Hello Mrs. Cherrywinkle is a Canadian children's television program that aired from February 3, 1997, to March 26, 1999, on the Family Channel. It centered on the adventures of the title character, Mrs. Cherrywinkle (portrayed by Kathy "Babe" Robinson, of Philadelphia, PA), a stout woman full of energy who interacted with a variety of puppets in her home and garden. The puppets used in the show were created by Noreen Young & Matt Ficner.

Songs for the series were written by Randy Vancourt and Tim Burns.

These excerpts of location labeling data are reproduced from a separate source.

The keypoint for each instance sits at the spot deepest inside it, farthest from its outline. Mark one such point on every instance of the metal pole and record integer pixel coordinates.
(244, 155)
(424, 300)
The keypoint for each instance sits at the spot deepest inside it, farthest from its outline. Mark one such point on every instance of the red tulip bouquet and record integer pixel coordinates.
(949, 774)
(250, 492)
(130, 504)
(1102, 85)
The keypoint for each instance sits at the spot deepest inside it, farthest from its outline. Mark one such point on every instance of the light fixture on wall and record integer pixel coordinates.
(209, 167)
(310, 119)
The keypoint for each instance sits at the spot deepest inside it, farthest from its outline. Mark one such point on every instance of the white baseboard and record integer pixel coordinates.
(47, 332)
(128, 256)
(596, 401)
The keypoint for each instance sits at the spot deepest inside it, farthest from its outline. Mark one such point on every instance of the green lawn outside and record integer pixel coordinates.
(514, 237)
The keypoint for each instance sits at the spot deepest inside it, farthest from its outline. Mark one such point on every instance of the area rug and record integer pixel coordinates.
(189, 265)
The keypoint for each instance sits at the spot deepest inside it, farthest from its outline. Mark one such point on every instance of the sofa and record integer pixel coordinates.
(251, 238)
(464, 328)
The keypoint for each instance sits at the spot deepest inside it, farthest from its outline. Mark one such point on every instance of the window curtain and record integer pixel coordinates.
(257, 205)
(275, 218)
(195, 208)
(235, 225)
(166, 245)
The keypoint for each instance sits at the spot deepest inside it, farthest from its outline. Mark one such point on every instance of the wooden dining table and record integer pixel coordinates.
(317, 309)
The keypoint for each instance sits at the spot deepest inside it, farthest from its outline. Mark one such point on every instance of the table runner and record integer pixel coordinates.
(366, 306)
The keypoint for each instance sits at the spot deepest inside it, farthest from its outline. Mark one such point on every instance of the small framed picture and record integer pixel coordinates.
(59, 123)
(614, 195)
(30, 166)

The show's format was adapted for the French network Télé-Québec from September 13, 1999, to November 28, 2003. American Public Television acquired the show in 1999 for U.S. distribution, with Time-Life Kids obtaining home video rights; Motion International planned to produce more episodes of the show for public television stations if it was successful; however, that would not happen.

==Episodes==
===Series overview===

| Season | Episodes |  | Originally released |  |
| First released | Last released |
| 1 | 13 |  | February 3, 1997 | November 28, 1997 |
| 2 | 26 |  | September 28, 1998 | March 26, 1999 |
| 3 | 26 |  | September 12, 1999 | June 16, 2000 |
| 4 | 26 |  | September 11, 2000 | May 25, 2001 |
| 5 | 26 |  | September 10, 2001 | March 29, 2002 |
| 6 | 26 |  | September 16, 2002 | November 28, 2003 |

| No. overall | No. in season | Title | Original release date |
| TBA | TBA | "A Busy Day" | TBA |
Everyone else's problems interrupt Mrs. Cherrywinkle's day to relax.
| TBA | TBA | "A Case of the Giggles" | TBA |
While Mrs. Cherrywinkle, Murray and Fish prepare for the big Ho Ho Ho Down, Kitty searches for her lost sock puppy. Captain Dinghy stops by with a rare Giggle Lily, which gives anyone who sniffs it a case of the giggles. To protect themselves from the uncontrollable laughing, Mrs. Cherrywinkle and the Cherrychums create decorated egg-carton noses. Neddy Beedlebum also stops by in the midist of the activity. The Ho Ho Ho Down ultimately leads to a song and dance routine.
| TBA | TBA | "Murray Gets Mobile" | TBA |
Murray crashes the new kitty cycle.
| TBA | TBA | "School Days" | TBA |
Fish has first-day jitters about school.
| TBA | TBA | "Can't Stop Dancing" | TBA |
A pair of magical shoes sets Mrs. Cherrywinkle's feet into motion.
| TBA | TBA | "Missing Admiral" | TBA |
Admiral Quackers leaves Captain Dinghy in charge while he is away.
| TBA | TBA | "Blizzardy Blues" | TBA |
Neddy conjures up a snow storm but cannot make it stop.
| TBA | TBA | "The Hickory Dickory Docker" | TBA |
Captain Dinghy's boat takes Fish and Kitty back to when they were babies.
| TBA | TBA | "I Could Play All Day" | TBA |
Game day; Kitty loses her self-esteem.
| TBA | TBA | "Kitty's Rival" | TBA |
Mrs. Cherrywinkle kitty-sits Poofy, and Kitty becomes jealous.
| TBA | TBA | "Kitty the Lion" | TBA |
Kitty dreams of being a lion.
| TBA | TBA | "Murray in Love" | TBA |
Murray tries to make a daisy notice his love for her.
| TBA | TBA | "The Fairest of Them All" | TBA |
Murray spruces up Mrs. Cherrywinkle's garden.
| TBA | TBA | "Wet Paint" | TBA |
Murray paints a picture of Mrs. Cherrywinkle.
| TBA | TBA | "I Can't Wait" | TBA |
Circus day; Kitty walks a tightrope; Fish becomes a magician.
| TBA | TBA | "Mrs. C. TV." | TBA |
Captain Dinghy's friends want Cherryville on their televisions.
| TBA | TBA | "Big Switch" | TBA |
Murray and Mrs. Cherrywinkle trade places to see what it is like to be different.
| TBA | TBA | "Kitty and the Wild Wind" | TBA |
Captain Dinghy captures a wild wind, and Kitty lets it loose.
| TBA | TBA | "Hiccup-and-Down" | TBA |
Neddy disappears every time he hiccups.
| TBA | TBA | "Lost and Found" | TBA |
Captain Dinghy's voice runs away from him.
| TBA | TBA | "To the Moon" | TBA |
Kitty and Fish get into trouble when they fly a kite by themselves.